Ia menawarkan solusi bahwa menghilangkan ujaran kebencian, kemiskinan harus diberantas. Selain itu, terkait isu agama yang dipakai dalam ujaran kebencian dan polarisasi, Teungku Faisal Ali menyebut keawaman dan keterbatasan literasi masyarakat termasuk di antara penyebabnya.
“Isu agama ini sesuatu yang setiap saat terus berkembang, disebarkan, karena salah satu yang membuat itukan karena keawaman dan keterbatasan literasi masyarakat kita untuk melihat sesuatu yang diciptakan oleh orang ahli, sehingga mereka tidak mampu membedakan bahwa ini hoaks ataupun tidak,” kata Teungku Faisal.

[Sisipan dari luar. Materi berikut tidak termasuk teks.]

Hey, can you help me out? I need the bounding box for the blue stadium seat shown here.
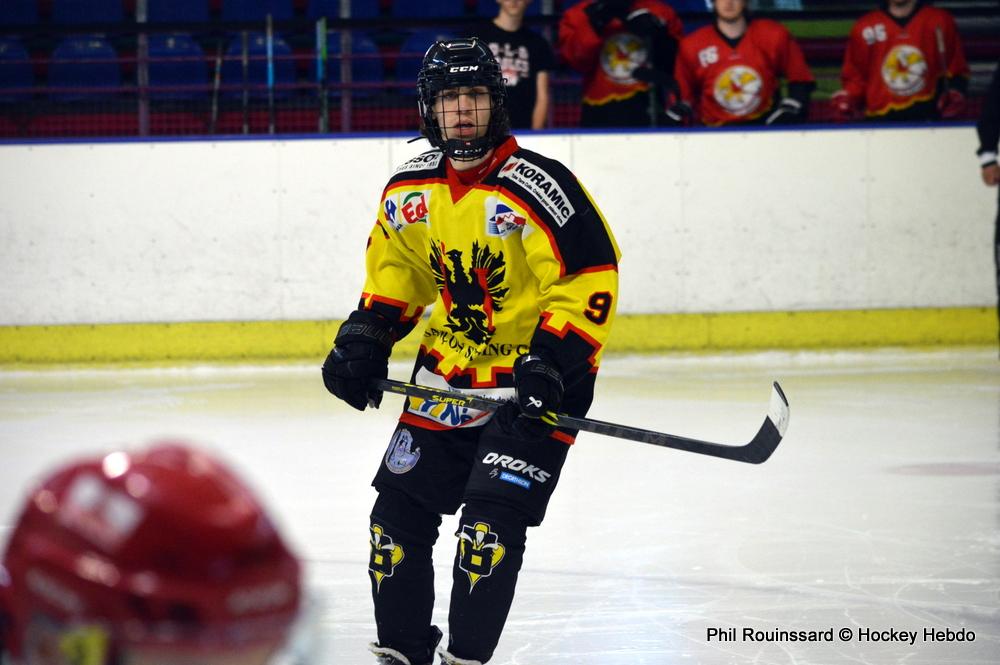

Di sisi lain, Ahmad Mirza Safwandy menilai sangat penting untuk merefleksikan kembali dan mengevaluasi sesuatu yang menjadi fenomena sosial pasca-pelaksanaan Pilkada. KIP Aceh mencatat, secara yuridis, fenomena itu terkait dengan sengketa hasil pilkada. Nonyuridis adalah keterbelahan masyarakat dampak dari ujaran kebencian. “Nonyuridis ini terkait dengan fenomena sosial polarisasi yang terjadi di tengah masyarakat, keterbelahan, faktor-faktor yang merupakan efek daripada ujaran kebencian,” kata Ahmad Mirza Safwandy.
Hal tersebut menjadi refleksi dan evaluasi penting untuk meningkatkan pendidikan politik. “Ini bukan hanya tanggung jawab penyelenggara, KIP, tapi tanggung jawab kita semua, pasangan calon, partai politik, pers, dan kita semuanya,” katanya.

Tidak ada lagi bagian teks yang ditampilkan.